Precisely 12 months ago, the price of a single BTC token was 5000 USD. Presently, the same price stands at over 45000 USD and has the potential to climb even further. However, the same price is temporary and incredibly unstable at the same time. That means that like always, the price can take up a plunge in a matter of days if not hours. If that happens, the present 45000 USD can turn into 30000 or 20000 before the start of April. An event like that to many analysts seems just as likely as another record-breaking push towards 60000 USD.
But, even if that were to happen and the price became drastically weaker, the reasons for the recent surge in the value of the bitcoin network would still remain in place. Those are of course the numerous institutional investors who recently decided to join the cryptocurrency market. Their presents and potential are likely not going to fizzle out overnight, no avail the interests of other companies and major businesses disappear when it comes to owning bitcoin. The potential in that fact is enormous and also something that will likely define the future of the entire crypto domain in the 2020s.
Arguably, it all began with companies like Square and CEO of Twitter Jack Dorsey. As an avid crypto enthusiast, Dorsey frequently mentioned both bitcoin and the overall cryptocurrency phenomenon as very important elements of the modern experience. That modern experience is primarily related to the internet and its use by an ever-growing part of the global population. Even before the present level of mainstream recognition, Dorsey was willing to engage with the topics and numerous issues of the same technological and financial realm.
Unsurprisingly, the same translated to another company that he is involved with, Square, deciding to buy some cryptocurrency, more precisely BTC tokens. All of that occurred before the present overwhelming push from the numerous institutional investors. Back then, Square injected a now modest-sounding 50 million USD into crypto. But, it did so publicly and with the direct backing of Dorsey. The move turned out to be nearly prophetic.
Store of Value
The key reason why bitcoin is growing in price and market capitalization is that investors see it as a strong option for storing value. Many companies took the page from the Square playbook and decided to invest in bitcoin tokens. However, unlike Square, other companies decided to do it on a much higher level. MicroStrategy is probably the best example of that notion. During several funding grounds, this IT company invested nearly 1.5 billion USD into digital tokens. Other companies followed suit in 2021. Tesla is a prime example, which invested a similar amount of money as MicroStrategy but came out in the media with that announcement after the fact.
This quickly reverberated in the financial and business sectors, bringing even more companies in. As this took place, the narrative naturally pivoted away from the core concepts behind the same investment. These are almost universally all based on the idea of storing value outside of the traditional finance system. Instead, the media and the public perceive the decision as to the means of engaging in market speculation on an incredibly high level. But, even when the prices are going down, these companies are not selling their assets.
While the majority of the public is not receiving digital tokens as decentralized independent systems, these companies apparently are doing precisely that. They see the value and importance of having bitcoin and other people’s currency networks as independent entities that are unconnected to the wider financial landscape.
Instead, they possess a level of autonomy and uncorrelated basic values that make them a perfect candidate for a very dire need of many businesses in 2021. That need is one of creating hedges. Only by using these can companies ensure that they stand a chance of weathering the oncoming storm. The same storm brings only a single name but it’s one that makes most companies tremble in the dark. That name is simply inflation.
With the danger of inflation rising above every country in the world, it is no surprise to see companies scrambler every which way to figure out a means of protecting their assets. That, in particular, goes for their liquid funds which are in fiat currency, sitting on some bank account. Most likely the majority of them are holding the same assets in USD form. Already, the currency of the biggest economy in the world is doing pretty badly and chances are that the same trend will continue.
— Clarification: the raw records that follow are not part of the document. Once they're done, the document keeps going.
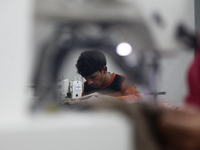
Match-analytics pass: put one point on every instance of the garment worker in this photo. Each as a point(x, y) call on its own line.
point(92, 66)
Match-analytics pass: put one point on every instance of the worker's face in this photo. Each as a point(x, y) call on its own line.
point(97, 78)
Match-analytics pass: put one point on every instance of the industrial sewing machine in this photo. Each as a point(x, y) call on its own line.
point(69, 89)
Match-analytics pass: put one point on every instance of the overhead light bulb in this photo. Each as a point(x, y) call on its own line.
point(124, 49)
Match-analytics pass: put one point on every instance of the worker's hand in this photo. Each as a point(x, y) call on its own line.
point(180, 129)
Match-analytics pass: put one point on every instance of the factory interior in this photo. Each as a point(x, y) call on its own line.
point(154, 44)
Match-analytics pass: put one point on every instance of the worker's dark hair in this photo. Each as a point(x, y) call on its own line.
point(90, 62)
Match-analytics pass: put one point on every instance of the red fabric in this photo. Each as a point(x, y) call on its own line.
point(193, 97)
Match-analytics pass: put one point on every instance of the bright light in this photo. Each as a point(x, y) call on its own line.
point(124, 49)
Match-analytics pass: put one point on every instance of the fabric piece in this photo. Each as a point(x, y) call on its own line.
point(117, 87)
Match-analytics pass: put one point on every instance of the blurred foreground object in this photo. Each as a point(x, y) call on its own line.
point(193, 97)
point(180, 129)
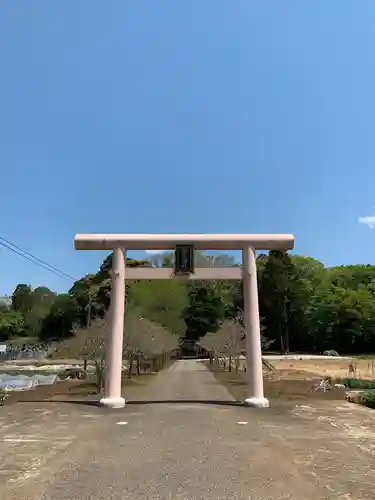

After all, the US Treasury has few options at their disposal which do not include printing and emitting more money into the market. From there, the only path is into the drastic inflation territory. Any business, no matter how big or small fierce inflation and does so righteously. Moving some of that liquid savings into crypto could be our tried and tested way of ensuring some protection against the worst brunt of inflation.
Adoption and Recognition
As BTC adoption, similar to things like esports, turns more widespread and this immediately or gradually drives up investor demand there are plenty of risks that companies will face. After all, transforming liquid assets into cryptocurrencies is likely just one means of protecting against inflation. The reason for that is that companies most likely fear the regulatory backlash that will almost certainly in some shape or form come in 2021.
With billions and billions of USD from huge international companies pouring into digital networks that are completely unregulated by any country in the world, the attention that these transactions get in mainstream media will include regulatory oversight as well. The involvement of legislative and regulatory bodies could dissuade some companies from investing, but only in the short term. In the long run, even some kind of regulatory environment would ultimately only further enforce the notion that cryptocurrencies for companies are an option that is here to stay.